Greta Thunberg representa
solo una pequeña parte de nuestros propósitos urgentes de Año Nuevo, para el
planeta que habitamos y para quienes lo habitamos.
No basta con frenar
el cambio climático, aunque ya es de por sí una tarea titánica. No basta con
utilizar energías limpias y proceder a la descarbonización de la economía. Cambiar
la nefasta tendencia climática no es aún cambiar el mundo. La economía misma tiene que
cambiar sus presupuestos y sus objetivos para que el asunto, globalmente
considerado, valga la pena.
A eso se refirió
Tony Atkinson (1) cuando habló de la necesidad de “dirigir el desarrollo”.
Tenemos las tecnologías adecuadas para un gran salto, no en la cantidad de la producción medida por ese
indicador mentiroso, el PIB; sino en la calidad.
La economía verde apunta a “cómo” producir de una manera más limpia, menos
contaminante, más sostenible. Esa es una batalla, pero hay otras. Ganar “solo”
esa batalla, todo y ser decisiva, significaría a la larga perder la guerra.
Están ahí, por
decidir, las batallas del “qué” se produce, el “para qué”, el “para quién”. La
batalla por un tipo de desarrollo creador de nuevos bienes comunes y de
beneficios sociales. Sobre todo, creador de nuevo
trabajo y de una prosperidad colectiva que rompa la lógica neoliberal de la
privatización voraz de la riqueza que ha sido creada entre todos, y de la
confusión interesada entre generación y extracción de riqueza, para reclamar un
“derecho” casi divino a unos beneficios que se acumulan indefinidamente en las
cajas fuertes de paraísos fiscales, privando de ellos al común de las personas
que han contribuido a crear esa riqueza.
Y está la batalla
del “quién decide”. Porque hoy por hoy la fuerza de trabajo está privada de
forma absoluta de capacidad de decisión sobre lo que contribuye a producir.

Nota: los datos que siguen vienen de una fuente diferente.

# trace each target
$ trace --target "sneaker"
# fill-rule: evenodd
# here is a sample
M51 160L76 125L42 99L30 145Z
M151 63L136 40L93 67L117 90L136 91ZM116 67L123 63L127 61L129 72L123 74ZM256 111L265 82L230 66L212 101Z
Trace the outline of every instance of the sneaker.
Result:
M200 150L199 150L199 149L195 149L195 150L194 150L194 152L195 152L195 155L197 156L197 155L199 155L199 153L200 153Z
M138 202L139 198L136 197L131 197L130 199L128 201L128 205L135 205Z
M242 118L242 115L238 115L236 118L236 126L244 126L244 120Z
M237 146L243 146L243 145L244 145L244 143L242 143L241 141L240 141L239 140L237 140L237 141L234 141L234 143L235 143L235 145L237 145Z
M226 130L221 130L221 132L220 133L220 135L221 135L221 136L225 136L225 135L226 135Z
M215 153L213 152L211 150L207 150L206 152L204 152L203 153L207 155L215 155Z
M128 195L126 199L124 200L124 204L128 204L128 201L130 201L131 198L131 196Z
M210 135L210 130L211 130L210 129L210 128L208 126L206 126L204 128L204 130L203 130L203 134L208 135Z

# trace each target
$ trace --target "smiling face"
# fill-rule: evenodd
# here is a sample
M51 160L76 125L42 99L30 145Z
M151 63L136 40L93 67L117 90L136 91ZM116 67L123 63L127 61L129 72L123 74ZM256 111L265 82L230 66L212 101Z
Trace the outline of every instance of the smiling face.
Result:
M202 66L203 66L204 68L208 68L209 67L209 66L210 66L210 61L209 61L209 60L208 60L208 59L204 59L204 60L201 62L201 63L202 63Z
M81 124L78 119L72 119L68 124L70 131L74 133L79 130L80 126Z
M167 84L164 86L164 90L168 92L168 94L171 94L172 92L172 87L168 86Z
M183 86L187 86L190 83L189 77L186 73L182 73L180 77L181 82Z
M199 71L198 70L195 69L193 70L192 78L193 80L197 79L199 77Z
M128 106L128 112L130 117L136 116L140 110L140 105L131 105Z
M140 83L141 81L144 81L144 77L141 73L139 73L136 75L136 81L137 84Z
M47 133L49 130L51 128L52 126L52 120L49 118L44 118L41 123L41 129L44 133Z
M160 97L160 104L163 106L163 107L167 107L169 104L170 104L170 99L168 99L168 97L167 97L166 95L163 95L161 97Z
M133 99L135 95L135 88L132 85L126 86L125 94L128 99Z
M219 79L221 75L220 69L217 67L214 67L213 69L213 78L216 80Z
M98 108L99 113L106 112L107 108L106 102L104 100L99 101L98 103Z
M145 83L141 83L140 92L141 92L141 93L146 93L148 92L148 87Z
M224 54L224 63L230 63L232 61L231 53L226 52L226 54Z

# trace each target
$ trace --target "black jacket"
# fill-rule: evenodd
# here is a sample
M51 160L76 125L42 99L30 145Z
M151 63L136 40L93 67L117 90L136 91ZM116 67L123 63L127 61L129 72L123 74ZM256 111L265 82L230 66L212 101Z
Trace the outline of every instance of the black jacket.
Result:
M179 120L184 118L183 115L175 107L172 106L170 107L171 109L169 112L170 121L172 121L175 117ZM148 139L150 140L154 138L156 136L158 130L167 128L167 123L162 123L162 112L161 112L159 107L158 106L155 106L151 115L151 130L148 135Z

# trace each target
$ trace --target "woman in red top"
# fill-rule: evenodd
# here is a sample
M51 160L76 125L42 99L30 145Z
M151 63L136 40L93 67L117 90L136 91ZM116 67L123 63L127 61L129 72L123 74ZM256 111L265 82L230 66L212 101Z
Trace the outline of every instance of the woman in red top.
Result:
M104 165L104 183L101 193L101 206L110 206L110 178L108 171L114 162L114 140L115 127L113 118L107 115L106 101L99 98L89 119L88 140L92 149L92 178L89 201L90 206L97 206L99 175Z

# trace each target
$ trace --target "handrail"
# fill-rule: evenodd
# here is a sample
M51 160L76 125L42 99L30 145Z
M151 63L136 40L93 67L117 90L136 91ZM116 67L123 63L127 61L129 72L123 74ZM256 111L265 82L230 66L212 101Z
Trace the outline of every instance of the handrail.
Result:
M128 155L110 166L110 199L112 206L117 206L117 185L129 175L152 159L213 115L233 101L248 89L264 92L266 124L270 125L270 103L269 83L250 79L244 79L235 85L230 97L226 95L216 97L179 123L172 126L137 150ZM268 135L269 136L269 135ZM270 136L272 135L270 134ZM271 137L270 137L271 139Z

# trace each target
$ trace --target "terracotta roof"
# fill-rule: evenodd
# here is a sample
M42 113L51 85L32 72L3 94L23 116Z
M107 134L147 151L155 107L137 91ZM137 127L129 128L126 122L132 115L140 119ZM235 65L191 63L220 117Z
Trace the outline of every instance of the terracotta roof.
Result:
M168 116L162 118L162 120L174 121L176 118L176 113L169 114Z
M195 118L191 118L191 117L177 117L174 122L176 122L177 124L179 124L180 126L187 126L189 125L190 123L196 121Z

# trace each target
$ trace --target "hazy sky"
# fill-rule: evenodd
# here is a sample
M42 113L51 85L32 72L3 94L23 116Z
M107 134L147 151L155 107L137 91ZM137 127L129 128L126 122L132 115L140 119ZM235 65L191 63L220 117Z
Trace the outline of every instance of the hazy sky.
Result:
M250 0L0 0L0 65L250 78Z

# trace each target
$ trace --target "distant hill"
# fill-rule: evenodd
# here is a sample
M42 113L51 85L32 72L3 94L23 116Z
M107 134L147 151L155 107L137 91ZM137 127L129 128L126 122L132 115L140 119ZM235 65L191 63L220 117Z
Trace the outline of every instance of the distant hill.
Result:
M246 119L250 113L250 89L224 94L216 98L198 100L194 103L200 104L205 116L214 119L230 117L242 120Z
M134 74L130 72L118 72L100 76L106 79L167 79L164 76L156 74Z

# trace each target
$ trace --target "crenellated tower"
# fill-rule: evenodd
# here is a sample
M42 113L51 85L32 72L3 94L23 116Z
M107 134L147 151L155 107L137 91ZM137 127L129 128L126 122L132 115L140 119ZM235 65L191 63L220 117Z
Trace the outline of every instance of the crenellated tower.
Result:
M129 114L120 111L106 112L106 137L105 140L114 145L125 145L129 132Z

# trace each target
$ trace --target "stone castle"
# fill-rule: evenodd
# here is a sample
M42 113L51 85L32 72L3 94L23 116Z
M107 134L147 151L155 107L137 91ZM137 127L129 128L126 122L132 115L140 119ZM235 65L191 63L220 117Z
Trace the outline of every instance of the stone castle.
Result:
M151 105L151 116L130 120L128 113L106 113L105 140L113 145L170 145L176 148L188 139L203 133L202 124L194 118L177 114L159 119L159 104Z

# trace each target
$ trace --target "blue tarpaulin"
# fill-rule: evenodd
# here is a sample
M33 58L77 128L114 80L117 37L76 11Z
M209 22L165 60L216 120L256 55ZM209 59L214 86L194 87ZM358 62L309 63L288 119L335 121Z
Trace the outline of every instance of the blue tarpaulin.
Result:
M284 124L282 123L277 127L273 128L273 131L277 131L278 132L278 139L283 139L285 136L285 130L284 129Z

Contra toda norma democrática de base, porque tampoco se concede a los
parlamentos autoridad para dirigir la economía. La economía financiarizada se
ha zafado tanto de los constreñimientos puestos por la participación del factor
trabajo en la producción, como de las decisiones de las cámaras legislativas,
tomadas después de preceptivos debates y votaciones. Es una economía que va por
libre, que sigue vías opacas a través de negociaciones esotéricas y decisiones
de despacho, y que emboca extraños recovecos para no dar cuenta de sus
designios y sus intenciones a nadie: ni a dios, ni al rey, ni al papa, ni mucho
menos al pueblo soberano.
No solo es
necesario limpiar de polución el medio ambiente; también hay que limpiar
cuidadosamente y sacar a la luz unas estructuras sociales podridas por la
cochambre acumulada en beneficio de quienes ahora, por poner un ejemplo
inmediato, consideran “abusiva y confiscatoria” una reforma fiscal en Cataluña que
quita un poco a los que tienen más para mejorar la suerte de quienes tienen
menos.
En palabras de
Laura Pennacchi (2): «El funcionamiento espontáneo del sistema económico
capitalista no crea naturalmente empleo
… Una interconexión entre innovación tecnológica e innovación social puede ofrecer muchas oportunidades, si se consigue
poner a punto un proceso intensificado de investigación de base y de
investigación científica y tecnológica, para la satisfacción de nuevas
necesidades y nuevas emergencias sociales: bienestar humano y civil, revolución
verde, desarrollo de ciudades y de territorios recuperados gracias a una agricultura
de calidad, envejecimiento demográfico, salud, inmigración integrada, etc.» La
base para todo ello, sigue diciendo Pennacchi, sería «la creación de trabajo nuevo para un nuevo modelo de
desarrollo.»
(1) Ver al respecto
http://vamosapollas.blogspot.com/2019/11/por-una-innovacion-creadora-de-buen.html
(2) L. Pennacchi, “Lavoro e innovazione per un nuovo umanesimo”, en
VVAA, Lavoro e innovazione per riformare
il capitalismo, Ediesse 2018, p. 68.